I was able to configure and run mcphost with qwen2.5-coder. The model was able to list all the available tools but it was not informed in which situation to use them. I asked the model to write a simple Python code and save it to a file. The model has written the code, but instead of saving it to a file it provided me with another Python script that would save the first Python script to a file. So the model is not aware that it can access a specific tool for this purpose until I mention it explicitly. The last failure to write the file was due to misconfiguration of the allowed path for the filesystem server.

It seems that some information on that should be added to the system prompt during registration of tools.

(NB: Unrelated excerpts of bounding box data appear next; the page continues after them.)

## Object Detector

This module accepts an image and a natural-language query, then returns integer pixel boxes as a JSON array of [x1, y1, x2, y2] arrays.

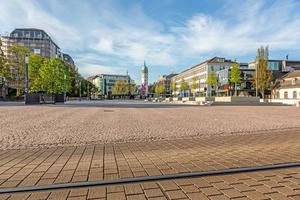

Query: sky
[[0, 0, 300, 83]]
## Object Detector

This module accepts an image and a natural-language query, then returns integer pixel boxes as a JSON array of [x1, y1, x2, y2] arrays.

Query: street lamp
[[24, 54, 29, 104]]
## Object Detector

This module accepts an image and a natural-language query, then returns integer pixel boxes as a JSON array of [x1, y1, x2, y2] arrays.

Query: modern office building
[[172, 57, 233, 96], [155, 73, 177, 96], [216, 63, 255, 96], [272, 70, 300, 100], [2, 28, 61, 59], [88, 74, 134, 96], [140, 61, 149, 97], [61, 53, 77, 71]]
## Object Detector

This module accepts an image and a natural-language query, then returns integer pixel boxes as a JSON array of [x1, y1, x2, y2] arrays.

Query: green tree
[[39, 58, 73, 94], [6, 45, 30, 96], [206, 71, 218, 96], [191, 77, 199, 96], [230, 62, 241, 95], [28, 54, 45, 92]]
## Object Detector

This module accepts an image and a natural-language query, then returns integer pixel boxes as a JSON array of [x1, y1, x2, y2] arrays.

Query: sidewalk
[[0, 130, 300, 197]]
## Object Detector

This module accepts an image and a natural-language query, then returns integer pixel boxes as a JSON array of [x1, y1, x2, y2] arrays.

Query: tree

Here is a complete log of the run.
`> mcphost --model ollama:qwen2.5-coder:7b-instruct
2025/01/16 12:52:08 INFO Model loaded provider=ollama model=qwen2.5-coder:7b-instruct
2025/01/16 12:52:08 INFO Initializing server... name=sqlite
2025/01/16 12:52:09 INFO Initializing server... name=filesystem
2025/01/16 12:52:10 INFO Server connected name=sqlite
2025/01/16 12:52:10 INFO Server connected name=filesystem
2025/01/16 12:52:10 INFO Tools loaded server=sqlite count=6
2025/01/16 12:52:10 INFO Tools loaded server=filesystem count=9

You: Which MCP tools are available to you?

Assistant:

The available tools include:

• sqlite__read_query
• sqlite__write_query
• sqlite__create_table
• sqlite__list_tables
• sqlite__describe_table
• sqlite__append_insight
• filesystem__read_file
• filesystem__read_multiple_files
• filesystem__write_file
• filesystem__create_directory
• filesystem__list_directory
• filesystem__move_file
• filesystem__search_files
• filesystem__get_file_info
• filesystem__list_allowed_directories

You: write a Python code to add all uneven numbers from 1 to 191. Write it to file test_sum.py in the default dir.

Assistant:

To accomplish this task, you can follow these steps:

  1. Create a new Python script named test_sum.py.
  2. Write a function that calculates the sum of all odd numbers from 1 to 191.
  3. Save the content of this function to the test_sum.py file.`

Here is the Python code:

# test_sum.py                                                                                                   
                                                                                                                
def sum_of_odd_numbers():                                                                                       
    total = 0                                                                                                   
    for number in range(1, 192):                                                                                
        if number % 2 != 0:                                                                                     
            total += number                                                                                     
    return total                                                                                                
                                                                                                                
result = sum_of_odd_numbers()                                                                                   
print(f"The sum of all odd numbers from 1 to 191 is: {result}")                                                 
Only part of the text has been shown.